Synthesizing Verified Components for Cyber Assured Systems Engineering

Cyber-physical systems, such as avionics, must be tolerant to cyber-attacks in the same way they are tolerant to random faults: they either gracefully recover or safely shut down as requirements dictate. The DARPA Cyber Assured Systems Engineering program is developing tools for design, analysis, and verification that enable systems engineers to design-in cyberresiliency in a Model-Based Systems Engineering environment. This paper describes automated model transformations that introduce high-assurance cyber-resiliency components into a system, in particular filters and monitors that prevent malicious input and detect supply chain attacks, respectively.
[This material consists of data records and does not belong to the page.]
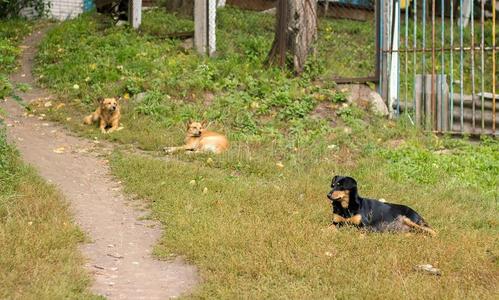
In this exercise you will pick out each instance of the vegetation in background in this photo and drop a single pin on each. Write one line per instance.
(11, 34)
(13, 8)
(254, 219)
(261, 237)
(38, 239)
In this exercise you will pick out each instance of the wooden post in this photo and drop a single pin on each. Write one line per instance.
(386, 19)
(204, 26)
(135, 13)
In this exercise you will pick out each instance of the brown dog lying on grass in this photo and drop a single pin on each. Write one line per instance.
(351, 209)
(107, 114)
(198, 139)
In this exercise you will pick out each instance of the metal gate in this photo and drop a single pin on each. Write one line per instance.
(438, 63)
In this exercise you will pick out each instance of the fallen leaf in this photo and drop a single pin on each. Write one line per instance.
(428, 269)
(59, 150)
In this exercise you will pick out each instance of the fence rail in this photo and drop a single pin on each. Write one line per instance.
(439, 69)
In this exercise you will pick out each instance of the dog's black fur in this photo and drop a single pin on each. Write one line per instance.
(349, 208)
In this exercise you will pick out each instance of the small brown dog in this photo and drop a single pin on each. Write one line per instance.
(108, 114)
(198, 139)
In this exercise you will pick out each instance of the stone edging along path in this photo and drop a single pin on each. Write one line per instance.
(119, 254)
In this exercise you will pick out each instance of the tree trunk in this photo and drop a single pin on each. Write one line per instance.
(296, 31)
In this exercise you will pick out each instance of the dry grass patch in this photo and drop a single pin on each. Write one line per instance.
(38, 239)
(256, 237)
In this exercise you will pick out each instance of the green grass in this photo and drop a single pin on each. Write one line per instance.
(260, 237)
(12, 32)
(38, 239)
(259, 230)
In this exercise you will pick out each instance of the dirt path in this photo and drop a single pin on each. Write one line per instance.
(119, 254)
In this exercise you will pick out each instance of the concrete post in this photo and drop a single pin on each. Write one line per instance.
(394, 59)
(204, 26)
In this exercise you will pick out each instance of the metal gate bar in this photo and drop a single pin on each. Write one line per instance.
(429, 108)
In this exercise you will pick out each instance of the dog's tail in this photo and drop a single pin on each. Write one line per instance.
(421, 225)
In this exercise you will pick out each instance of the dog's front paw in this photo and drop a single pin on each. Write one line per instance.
(168, 150)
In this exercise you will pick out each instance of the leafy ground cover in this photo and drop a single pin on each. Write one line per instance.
(254, 219)
(12, 31)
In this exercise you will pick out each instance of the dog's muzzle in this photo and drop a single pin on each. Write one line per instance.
(330, 196)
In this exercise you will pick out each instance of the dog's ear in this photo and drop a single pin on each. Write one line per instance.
(334, 180)
(352, 183)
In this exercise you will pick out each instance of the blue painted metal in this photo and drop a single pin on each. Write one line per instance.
(88, 5)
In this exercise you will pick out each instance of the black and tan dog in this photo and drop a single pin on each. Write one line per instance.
(351, 209)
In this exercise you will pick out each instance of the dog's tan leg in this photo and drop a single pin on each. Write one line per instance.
(171, 150)
(418, 227)
(87, 120)
(102, 126)
(114, 125)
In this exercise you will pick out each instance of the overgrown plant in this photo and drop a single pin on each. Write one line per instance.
(14, 8)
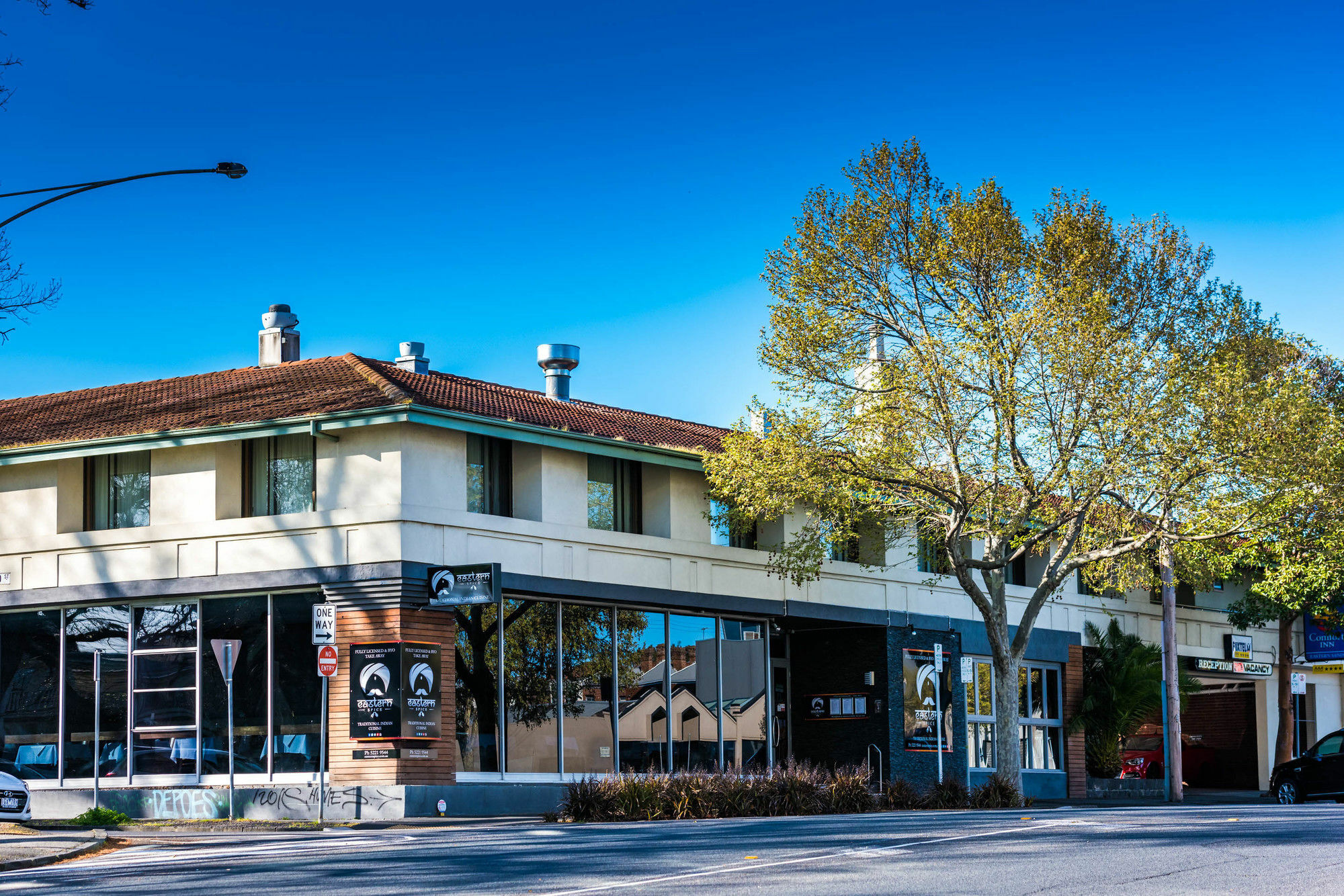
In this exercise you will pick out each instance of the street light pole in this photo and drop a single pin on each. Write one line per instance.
(230, 170)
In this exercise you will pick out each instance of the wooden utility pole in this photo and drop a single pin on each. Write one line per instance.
(1171, 679)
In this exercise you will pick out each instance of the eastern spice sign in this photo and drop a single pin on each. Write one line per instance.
(920, 711)
(464, 585)
(838, 706)
(394, 691)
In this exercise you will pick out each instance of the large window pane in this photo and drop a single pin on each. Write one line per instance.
(89, 629)
(280, 475)
(615, 495)
(170, 753)
(984, 679)
(235, 620)
(1053, 694)
(490, 476)
(30, 668)
(298, 698)
(744, 694)
(118, 491)
(644, 718)
(478, 688)
(166, 627)
(696, 727)
(588, 688)
(530, 687)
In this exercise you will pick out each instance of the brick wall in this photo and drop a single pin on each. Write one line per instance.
(1076, 756)
(355, 625)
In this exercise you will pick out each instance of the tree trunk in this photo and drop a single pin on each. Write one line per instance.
(1287, 715)
(1007, 740)
(1173, 678)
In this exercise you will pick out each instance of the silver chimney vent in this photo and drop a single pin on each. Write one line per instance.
(278, 342)
(413, 358)
(558, 361)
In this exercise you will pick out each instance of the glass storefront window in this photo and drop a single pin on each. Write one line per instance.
(30, 670)
(235, 620)
(89, 629)
(1040, 698)
(696, 727)
(163, 699)
(643, 668)
(532, 738)
(588, 688)
(744, 694)
(298, 690)
(478, 688)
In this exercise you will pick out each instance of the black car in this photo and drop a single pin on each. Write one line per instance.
(1318, 774)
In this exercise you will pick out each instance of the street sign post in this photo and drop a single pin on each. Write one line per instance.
(1299, 682)
(226, 654)
(327, 662)
(325, 624)
(97, 713)
(937, 702)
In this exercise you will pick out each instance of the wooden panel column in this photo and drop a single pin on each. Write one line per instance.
(1076, 745)
(358, 624)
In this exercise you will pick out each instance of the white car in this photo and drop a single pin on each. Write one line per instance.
(15, 800)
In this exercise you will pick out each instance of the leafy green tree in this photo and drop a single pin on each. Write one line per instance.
(1065, 386)
(1123, 686)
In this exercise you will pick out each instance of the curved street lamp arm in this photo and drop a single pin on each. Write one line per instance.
(230, 170)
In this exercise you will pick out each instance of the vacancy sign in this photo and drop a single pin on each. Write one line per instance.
(327, 660)
(325, 624)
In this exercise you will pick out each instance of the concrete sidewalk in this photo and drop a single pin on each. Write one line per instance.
(26, 848)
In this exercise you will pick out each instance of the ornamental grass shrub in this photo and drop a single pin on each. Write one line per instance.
(794, 789)
(997, 793)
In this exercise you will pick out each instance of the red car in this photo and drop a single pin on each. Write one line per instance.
(1143, 757)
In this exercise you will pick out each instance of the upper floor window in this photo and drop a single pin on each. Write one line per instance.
(730, 531)
(118, 491)
(490, 476)
(615, 495)
(932, 555)
(279, 475)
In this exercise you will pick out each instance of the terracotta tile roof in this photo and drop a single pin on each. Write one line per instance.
(312, 388)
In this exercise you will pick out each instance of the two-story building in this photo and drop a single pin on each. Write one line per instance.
(142, 523)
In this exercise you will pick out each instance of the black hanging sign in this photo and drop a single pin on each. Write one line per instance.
(459, 586)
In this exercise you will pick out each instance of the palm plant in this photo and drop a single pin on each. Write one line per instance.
(1123, 686)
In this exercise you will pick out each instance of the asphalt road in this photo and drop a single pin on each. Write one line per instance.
(1222, 850)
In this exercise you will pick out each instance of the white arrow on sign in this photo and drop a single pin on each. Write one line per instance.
(325, 624)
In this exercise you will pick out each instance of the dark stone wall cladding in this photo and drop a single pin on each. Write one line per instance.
(921, 769)
(833, 662)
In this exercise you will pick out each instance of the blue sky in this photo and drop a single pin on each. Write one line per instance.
(485, 178)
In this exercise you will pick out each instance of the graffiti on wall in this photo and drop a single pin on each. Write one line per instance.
(256, 803)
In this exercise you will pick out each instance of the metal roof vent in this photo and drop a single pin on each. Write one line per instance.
(278, 342)
(558, 361)
(413, 358)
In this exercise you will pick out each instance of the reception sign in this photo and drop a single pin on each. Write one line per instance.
(921, 710)
(394, 691)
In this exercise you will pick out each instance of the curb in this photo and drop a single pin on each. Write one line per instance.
(38, 862)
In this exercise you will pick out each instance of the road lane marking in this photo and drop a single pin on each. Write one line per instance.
(755, 867)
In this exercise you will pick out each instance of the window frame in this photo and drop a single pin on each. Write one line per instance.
(91, 490)
(249, 482)
(1027, 723)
A formal specification defines each high-assurance component, and is used to verify that the component addresses system level cyber requirements. Implementations for these high-assurance components are directly synthesized from their specifications, and are automatically proven to preserve the exact meaning of the specifications all the way down to the binary code level. The model transformations are integrated into the Open Source AADL Tool Environment (OSATE). The paper further reports on a case study applying security-enhancing model transformations to a UAV system that uses the Air Force Research Laboratory's OpenUxAS services for route planning. In the case study, the model transformations add filters to guard against malformed input, as well as monitors to guard against ground station spoofing and malicious flight plans from OpenUxAS.